The rod in the stake is a Century Kompressor Sport, factory built, I use the reel maybe 35 cm from the butt and use the reducer to reel in (in fact cast with the reel down and dont take it out for casting) It comes with a century sliding reel seat but I havn´t tryed it yet, use 1 coaster down and rubber bands on top.
The one in my hand is the Abu Suveran XP also factory built and I use it in the same manner. It comes with a sliding Abu grip lock that works but needs to be supplemented so that it doesn´t slides..

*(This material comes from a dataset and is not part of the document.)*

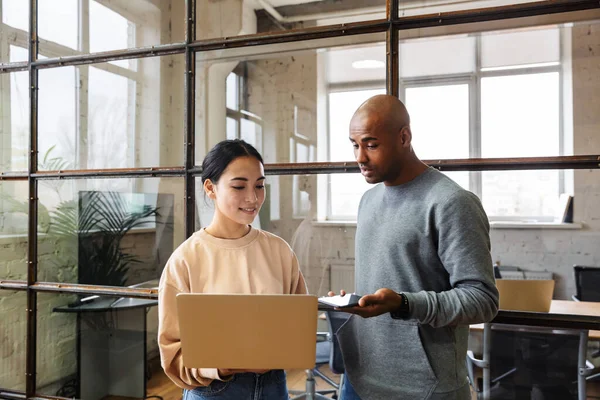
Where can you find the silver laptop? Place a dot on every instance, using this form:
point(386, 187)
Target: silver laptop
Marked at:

If you want I can measure the distance


----------



## billr87 (Jan 13, 2008)

mr. T. read your post, looked at pictures, got up looked outside. 27deg., snow is almost gone, went back to computer, looked at pics again and cried. what a way to start the day.


----------



## tornasol (Nov 8, 2006)

Sorry Bill, not intended to harm anyone....

Otherwise, you go drumming when us here are inside infront of the fire.....

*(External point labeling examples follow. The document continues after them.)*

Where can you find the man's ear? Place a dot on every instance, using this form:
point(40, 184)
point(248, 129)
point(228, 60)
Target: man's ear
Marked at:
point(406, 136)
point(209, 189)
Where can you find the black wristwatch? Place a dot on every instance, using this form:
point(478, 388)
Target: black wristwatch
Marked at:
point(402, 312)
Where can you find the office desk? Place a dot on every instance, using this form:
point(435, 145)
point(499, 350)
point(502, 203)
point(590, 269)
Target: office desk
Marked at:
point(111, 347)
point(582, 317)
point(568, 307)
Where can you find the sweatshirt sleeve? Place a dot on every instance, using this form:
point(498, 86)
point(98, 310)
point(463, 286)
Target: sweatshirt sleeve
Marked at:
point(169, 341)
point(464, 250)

The problems of globalisation...



From what I read in your forums halibuts are really bigger than ours lenguados??

Also we don´t fish for them from boats, they are in the beaches in the first gullet or over yhe banks and in the mouth of rivers and lagoons..


Regards


----------



## billr87 (Jan 13, 2008)

mr.T. here in delaware we are sort of in between. the red drum rarely stray this far north, and halibut are a much colder water fish.we do get[my favorite] striped bass, blues, trout, flounder, and tautog. but from mid dec. til late march we are in a very slow, almost dead period. but, keep it up and enjoy yourself. good fishing. bill


----------



## billr87 (Jan 13, 2008)

mr.T. those flounder are whatwe dream about. here in delaware they had to be 18.5in. to keep.before i left for texas last sept., in a three week period using fresh mullet i caught over 300 flounder. i didn't get one keeper. i think i should get some kind of booby prise for that. but, i had the pleasure of catching and releasing them.


----------